I love you ladies. I mean it. You are wise and wonderful, and your comments push, pull, and drag me through my days. Would any of you consider moving to the Western New York area? How about just a visit? I will make tea! I have coffee cake! Come on. I could use a real live shoulder. And bring a casserole or something, would you please? I haven't felt up to cooking much lately.
Here is an interesting thing - it is simply astounding how much you can accomplish when you live in fear of being bored. I make a big to-do list and I actually do it. It's really the only way to keep myself sane. I must have busy hands. Even going places or visiting people is a sub-par method because when I drive I can't do anything else, and no matter how loud I crank the radio it doesn't drown out the movie playing in my head. So...
Ironing? Yes, even the ironing is done.
I have lots of thank-you notes to write to all the people who have done kind things for us over the past couple of weeks, but I can't do more than one or two at a time. It makes me cry. So I've been blowing that off in favor of creative endeavors. I have been on a huge finishing kick. Somehow my grief has created in me a need to get stuff done that's been sitting around. I want to flush out the project pipeline and start fresh. To wit:
The donations I made for the Dulaan project. In February. I have finally woven in all the ends on the 4 hats and 4 pairs of mittens, and they are going in the mail this week. I'm rather ashamed to say I missed the deadline for this winter, but hopefully they will be put to use next year.
Sundress and bloomers for Daughter. These were stitched up sometime in early July, I think, but were just waiting for hand finishing on the shoulder straps and bloomer legs. This is now done and has even been worn. It's the last of the summer sewing projects for this year.
Cotton blend socks I started in...are you ready? 2003, I think. I don't like knitting with cotton (I think it's Sockotta or something like that) so these got shoved in a bag and left to languish for several years. One was done, one was started. Now they are both done and off my list.
Boring brown socks. Knitpicks Essential yarn, in the fawn colorway (I think...I really need to start saving my yarn labels and putting them in my project bags). These were started in the winter but as you can see they are BORING. So they got shoved aside for more interesting projects. Again, one was done. I whizzed through the second last week. Done and done. In the drawer for when I need plain old tan socks. Bleh.
Yes. Baby dress. This was, of course, intended for baby Beth. It's blocked and I will sew it up today or tomorrow. I have dainty purple buttons for the back. It will be washed and carefully packed away for "someday," whether that is the next couple of years for me, or 25-30 years when Daughter has her own children. Either way, it will be completed with all my love and in memory of my sweet girl.
Flannel pants for Daughter, cut and ready to sew. I bought enough of the pink for 2 pairs - they were going to be little matchy-matchy outfits. If anyone wants 5/8 yard of it, email me or leave a comment. It's washed and pressed and you can have it.

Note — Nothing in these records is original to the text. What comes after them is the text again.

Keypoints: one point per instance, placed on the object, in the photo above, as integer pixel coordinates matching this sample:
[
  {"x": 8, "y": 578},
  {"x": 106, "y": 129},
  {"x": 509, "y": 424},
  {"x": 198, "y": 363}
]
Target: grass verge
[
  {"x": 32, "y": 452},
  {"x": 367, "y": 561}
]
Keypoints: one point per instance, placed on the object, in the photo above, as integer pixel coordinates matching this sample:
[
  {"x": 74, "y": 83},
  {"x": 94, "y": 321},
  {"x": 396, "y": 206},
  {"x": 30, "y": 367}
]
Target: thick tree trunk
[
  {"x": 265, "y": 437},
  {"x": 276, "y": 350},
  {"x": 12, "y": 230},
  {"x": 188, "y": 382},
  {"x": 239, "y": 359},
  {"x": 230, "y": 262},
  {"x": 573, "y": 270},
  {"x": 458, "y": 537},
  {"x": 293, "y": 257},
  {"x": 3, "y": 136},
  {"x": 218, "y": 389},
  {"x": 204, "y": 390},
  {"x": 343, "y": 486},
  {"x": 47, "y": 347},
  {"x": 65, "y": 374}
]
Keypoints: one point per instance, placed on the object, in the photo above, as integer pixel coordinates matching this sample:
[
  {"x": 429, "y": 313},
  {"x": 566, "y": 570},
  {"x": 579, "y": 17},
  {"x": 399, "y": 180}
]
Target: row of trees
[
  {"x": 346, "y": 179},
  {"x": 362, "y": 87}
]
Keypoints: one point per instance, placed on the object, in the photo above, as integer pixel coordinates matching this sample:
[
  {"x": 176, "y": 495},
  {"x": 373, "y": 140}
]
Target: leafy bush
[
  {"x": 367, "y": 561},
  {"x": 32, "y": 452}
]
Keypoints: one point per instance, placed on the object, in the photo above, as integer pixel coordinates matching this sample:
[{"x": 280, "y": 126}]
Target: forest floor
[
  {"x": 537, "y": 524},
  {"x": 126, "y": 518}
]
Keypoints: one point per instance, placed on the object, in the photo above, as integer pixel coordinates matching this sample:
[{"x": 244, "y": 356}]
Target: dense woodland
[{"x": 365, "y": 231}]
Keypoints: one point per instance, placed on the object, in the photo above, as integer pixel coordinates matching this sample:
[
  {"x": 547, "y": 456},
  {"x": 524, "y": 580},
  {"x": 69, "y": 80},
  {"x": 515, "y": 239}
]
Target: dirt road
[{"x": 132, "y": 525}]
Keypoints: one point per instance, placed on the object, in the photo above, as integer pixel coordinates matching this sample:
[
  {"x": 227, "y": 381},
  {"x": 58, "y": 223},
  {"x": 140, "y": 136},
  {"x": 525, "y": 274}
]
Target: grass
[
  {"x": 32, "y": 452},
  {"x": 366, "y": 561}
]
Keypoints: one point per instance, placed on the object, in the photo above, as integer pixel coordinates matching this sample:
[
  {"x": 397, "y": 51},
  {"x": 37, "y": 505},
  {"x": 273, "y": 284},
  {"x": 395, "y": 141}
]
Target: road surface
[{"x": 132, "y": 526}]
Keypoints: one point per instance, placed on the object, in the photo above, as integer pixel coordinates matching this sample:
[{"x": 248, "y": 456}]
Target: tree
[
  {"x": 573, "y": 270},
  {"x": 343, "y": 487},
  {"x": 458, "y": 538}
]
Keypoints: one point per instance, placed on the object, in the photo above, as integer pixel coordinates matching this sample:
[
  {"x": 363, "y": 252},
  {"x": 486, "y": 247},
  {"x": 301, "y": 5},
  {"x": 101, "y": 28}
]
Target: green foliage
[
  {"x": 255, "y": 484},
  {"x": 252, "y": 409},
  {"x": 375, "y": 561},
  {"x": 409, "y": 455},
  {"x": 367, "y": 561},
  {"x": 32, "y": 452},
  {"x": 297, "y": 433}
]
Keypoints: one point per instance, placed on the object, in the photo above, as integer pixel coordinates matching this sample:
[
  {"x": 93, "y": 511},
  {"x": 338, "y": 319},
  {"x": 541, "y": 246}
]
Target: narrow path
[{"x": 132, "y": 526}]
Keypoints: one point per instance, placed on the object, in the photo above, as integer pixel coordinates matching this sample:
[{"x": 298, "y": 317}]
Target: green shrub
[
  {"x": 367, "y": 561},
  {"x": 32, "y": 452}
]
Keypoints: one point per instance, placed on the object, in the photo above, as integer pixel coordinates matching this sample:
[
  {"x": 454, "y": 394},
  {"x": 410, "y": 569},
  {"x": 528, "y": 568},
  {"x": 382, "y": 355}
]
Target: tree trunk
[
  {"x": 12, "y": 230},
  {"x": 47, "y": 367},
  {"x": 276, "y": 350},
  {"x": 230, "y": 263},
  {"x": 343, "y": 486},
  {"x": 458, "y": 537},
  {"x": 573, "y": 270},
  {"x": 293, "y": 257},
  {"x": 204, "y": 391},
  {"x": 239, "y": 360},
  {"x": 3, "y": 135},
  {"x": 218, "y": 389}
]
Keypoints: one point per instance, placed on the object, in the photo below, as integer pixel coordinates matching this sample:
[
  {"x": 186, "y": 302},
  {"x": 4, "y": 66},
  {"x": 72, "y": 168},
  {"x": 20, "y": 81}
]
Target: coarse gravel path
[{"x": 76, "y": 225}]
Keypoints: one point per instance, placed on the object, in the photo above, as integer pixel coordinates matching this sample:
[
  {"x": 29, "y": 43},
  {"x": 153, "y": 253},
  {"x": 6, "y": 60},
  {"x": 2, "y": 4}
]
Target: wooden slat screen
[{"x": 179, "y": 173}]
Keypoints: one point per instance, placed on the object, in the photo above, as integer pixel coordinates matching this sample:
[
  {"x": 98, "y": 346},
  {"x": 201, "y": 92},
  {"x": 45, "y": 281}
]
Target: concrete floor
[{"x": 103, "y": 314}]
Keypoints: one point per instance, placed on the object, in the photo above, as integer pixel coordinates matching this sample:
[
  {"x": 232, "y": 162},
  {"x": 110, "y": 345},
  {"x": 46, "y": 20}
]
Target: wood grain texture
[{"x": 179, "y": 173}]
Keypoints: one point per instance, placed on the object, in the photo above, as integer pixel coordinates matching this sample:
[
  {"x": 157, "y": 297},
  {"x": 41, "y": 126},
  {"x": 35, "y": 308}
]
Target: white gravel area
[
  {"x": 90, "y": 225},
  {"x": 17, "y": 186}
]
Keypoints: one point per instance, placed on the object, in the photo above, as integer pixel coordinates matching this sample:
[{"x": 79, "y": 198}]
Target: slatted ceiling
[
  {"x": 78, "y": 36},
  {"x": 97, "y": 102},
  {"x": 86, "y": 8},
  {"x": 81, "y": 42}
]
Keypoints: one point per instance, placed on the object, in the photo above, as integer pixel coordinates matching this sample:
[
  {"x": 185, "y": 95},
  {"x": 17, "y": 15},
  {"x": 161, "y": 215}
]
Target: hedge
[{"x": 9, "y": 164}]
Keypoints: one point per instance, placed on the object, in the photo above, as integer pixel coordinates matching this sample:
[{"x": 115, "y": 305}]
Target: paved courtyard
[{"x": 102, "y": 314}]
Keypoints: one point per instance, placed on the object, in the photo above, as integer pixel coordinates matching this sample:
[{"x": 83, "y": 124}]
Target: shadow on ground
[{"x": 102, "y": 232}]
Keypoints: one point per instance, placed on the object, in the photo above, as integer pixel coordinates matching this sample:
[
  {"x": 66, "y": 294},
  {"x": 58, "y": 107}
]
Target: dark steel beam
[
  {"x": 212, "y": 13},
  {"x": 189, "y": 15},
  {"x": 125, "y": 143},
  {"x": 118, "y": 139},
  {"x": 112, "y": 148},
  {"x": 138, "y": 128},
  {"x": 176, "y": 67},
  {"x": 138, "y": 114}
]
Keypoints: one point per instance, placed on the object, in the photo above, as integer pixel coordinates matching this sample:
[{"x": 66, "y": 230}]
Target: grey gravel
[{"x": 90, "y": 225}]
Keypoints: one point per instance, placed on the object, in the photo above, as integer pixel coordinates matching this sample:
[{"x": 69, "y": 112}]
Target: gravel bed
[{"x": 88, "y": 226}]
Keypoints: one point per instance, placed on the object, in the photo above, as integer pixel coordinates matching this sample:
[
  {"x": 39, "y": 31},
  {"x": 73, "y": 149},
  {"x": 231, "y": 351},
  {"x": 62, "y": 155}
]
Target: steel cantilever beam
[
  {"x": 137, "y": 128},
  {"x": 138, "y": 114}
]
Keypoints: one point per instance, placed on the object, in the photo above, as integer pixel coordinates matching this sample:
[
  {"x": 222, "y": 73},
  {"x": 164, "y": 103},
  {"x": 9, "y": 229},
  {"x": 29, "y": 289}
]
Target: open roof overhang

And finally, something bright and reminiscent of the fall leaves which are already starting to fall off my trees:
This is some Knitpicks Sock Garden in the zinnia colorway. This photo does not come close to doing it justice - the colors positively scream at you in real life. I got this for my birthday (back in January) and want to do something with it before the next birthday rolls around. Plus I think the bright colors might cheer me. I am thinking footie socks for me and nice warm socks for Daughter. There should be plenty of yarn for both pairs.
I have also completed a quilted wallhanging (sewed a hanging sleeve on it, cut the dowel and hung the silly thing after it sat folded in a closet for 3 years), a baby sweater that you cannot see yet because it's a surprise, and most of my Kinsale sweater which I blogged about finishing a billion years ago. One more pattern repeat on the second sleeve, a few seams, and a good wash 'n block to go, and I will be modeling it for you. Also, I fully intend to finish Beth's baby quilt. We have her handprints and footprints on a card, which I am thinking of scanning and incorporating into the quilt label. The quilt will be hung either in Daughter's room or perhaps somewhere more prominent so we can see it every day and think of her.
Well, I hope that was a more interesting and non-depressing post. I want you to know how much I appreciate those of you who continue to check in and leave me such kind words. I am not kidding when I say I rely on your comments to get me through the day - I go back and read them over and over. I don't want to throw around the word 'depression' because that is a serious disease and I don't wish to offend anyone who legitimately suffers from it...and I don't think I am actually depressed (though I am monitoring myself, and my family is monitoring me as well, for signs of PPD). I think I am merely suffering from extreme sadness. But I do have ups and downs, manic days and very 'down' days (can you guess what today is? my goodness...), and the blog will probably reflect that. It's going to be a roller coaster around here for quite some time, I imagine. Thanks for bearing with me.